The difference between the countries dates back to May 2011 when Ethiopia started building the dam; Egypt voiced concern over its water share [55.5 billion cubic meters]. Three years later, a series of tripartite talks between the two countries along with Sudan began to reach an agreement while Ethiopia continued the dam construction.

In 2015, the three countries signed the Declaration of Principles, per which the downstream countries [Egypt and Sudan] should not be negatively affected by the construction of the dam. Since then, the talks have been resumed, but In October 2019 blamed Addis Ababa for hindering a final agreement concerning a technical problem, calling for activating the Article No. 10 of the Declaration of Principles, which stipulates that if the three countries could not find a solution to these differences, they have to ask for mediation.

Later, the United States sent an invitation to the three countries to resume the talks, and it has been agreed on November 6, 2019, in Washington to conduct the four rounds of meetings in the presence of representatives from the United States and the World Bank. The first meeting was held on November 15-16 in Addis Ababa, while the second round was on December 2-3 in Cairo. The third round convened in Khartoum on December 22-23.

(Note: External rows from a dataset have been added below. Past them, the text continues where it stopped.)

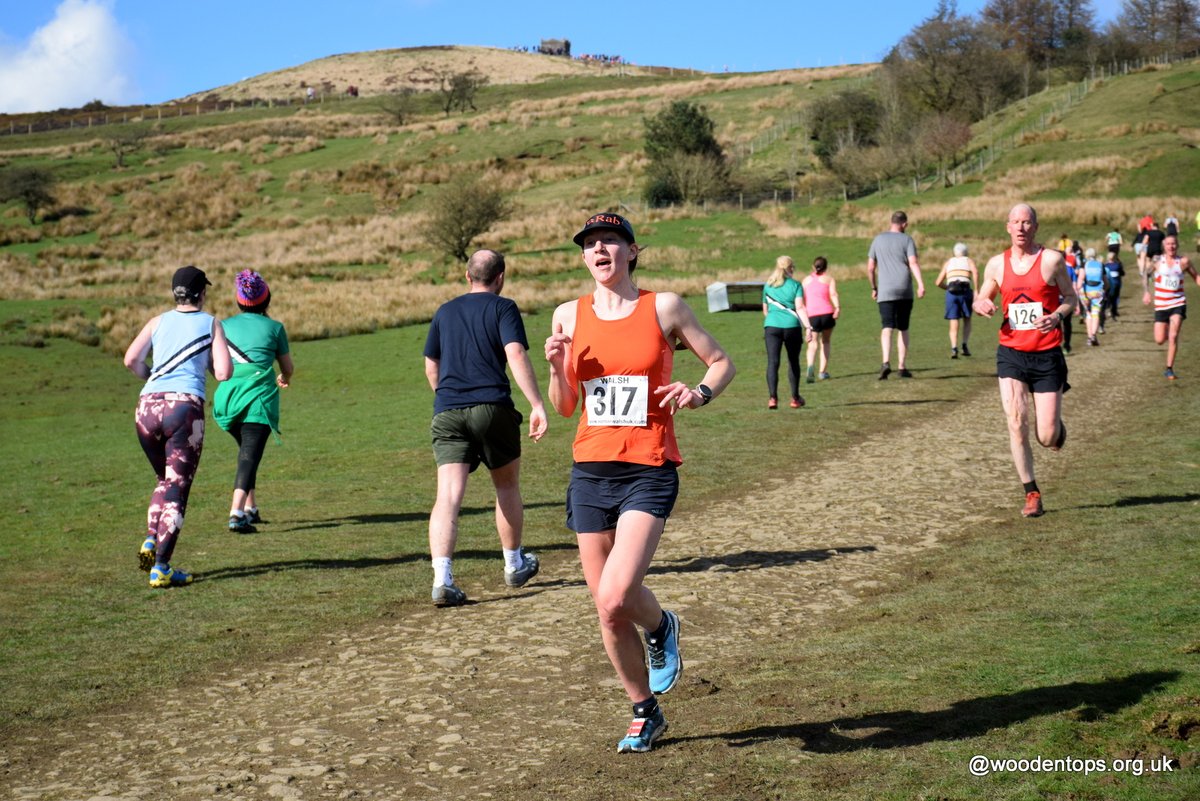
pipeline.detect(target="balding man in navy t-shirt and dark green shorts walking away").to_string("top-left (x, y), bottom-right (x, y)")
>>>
top-left (425, 251), bottom-right (547, 607)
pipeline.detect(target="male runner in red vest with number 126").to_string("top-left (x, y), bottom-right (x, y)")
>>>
top-left (974, 203), bottom-right (1079, 517)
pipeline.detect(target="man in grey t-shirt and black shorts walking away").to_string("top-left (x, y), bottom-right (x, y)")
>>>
top-left (866, 211), bottom-right (925, 381)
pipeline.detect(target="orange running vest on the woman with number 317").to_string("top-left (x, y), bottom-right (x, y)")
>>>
top-left (571, 290), bottom-right (683, 466)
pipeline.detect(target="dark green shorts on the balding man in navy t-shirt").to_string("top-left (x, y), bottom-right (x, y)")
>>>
top-left (430, 403), bottom-right (523, 472)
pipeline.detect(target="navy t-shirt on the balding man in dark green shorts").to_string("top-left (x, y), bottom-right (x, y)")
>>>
top-left (425, 293), bottom-right (529, 414)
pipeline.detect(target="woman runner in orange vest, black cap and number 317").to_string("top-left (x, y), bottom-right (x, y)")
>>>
top-left (546, 213), bottom-right (734, 753)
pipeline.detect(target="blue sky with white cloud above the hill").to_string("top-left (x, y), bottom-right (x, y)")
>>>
top-left (0, 0), bottom-right (1120, 113)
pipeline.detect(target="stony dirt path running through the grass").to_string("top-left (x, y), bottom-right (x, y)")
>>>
top-left (0, 309), bottom-right (1159, 801)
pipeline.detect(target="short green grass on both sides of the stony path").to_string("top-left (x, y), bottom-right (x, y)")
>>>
top-left (0, 281), bottom-right (1200, 800)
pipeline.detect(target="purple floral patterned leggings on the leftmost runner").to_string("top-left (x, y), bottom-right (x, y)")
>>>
top-left (134, 392), bottom-right (204, 565)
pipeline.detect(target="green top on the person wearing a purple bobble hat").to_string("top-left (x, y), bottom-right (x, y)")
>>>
top-left (212, 312), bottom-right (289, 433)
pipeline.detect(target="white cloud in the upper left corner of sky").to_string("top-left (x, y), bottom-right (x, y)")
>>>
top-left (0, 0), bottom-right (136, 113)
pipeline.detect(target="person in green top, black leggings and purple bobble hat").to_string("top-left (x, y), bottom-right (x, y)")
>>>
top-left (212, 270), bottom-right (293, 534)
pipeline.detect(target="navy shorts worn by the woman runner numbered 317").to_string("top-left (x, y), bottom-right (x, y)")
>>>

Egyptian Spokesperson of the Ministry of Water Resources and Irrigation Mohamed el-Sibai said that there are three points are behind the deadlock between the three countries.

"Firstly, both countries did not reach a consensus on the years of filling the dam’s reservoir during drought and prolonged droughts," he told "Hadret al-Muwaten" [Or Mr. citizen] talk show on AlHadathAlyoum on Saturday.

“The second point of disagreement is the mechanism of dam operation during and after filling the reservoir, while the third point is linking the Renaissance dam to all other dams on the Nile, particularly the High Dam, during the filling period to not cause any harm to the downstream countries [Egypt and Sudan]," he continued.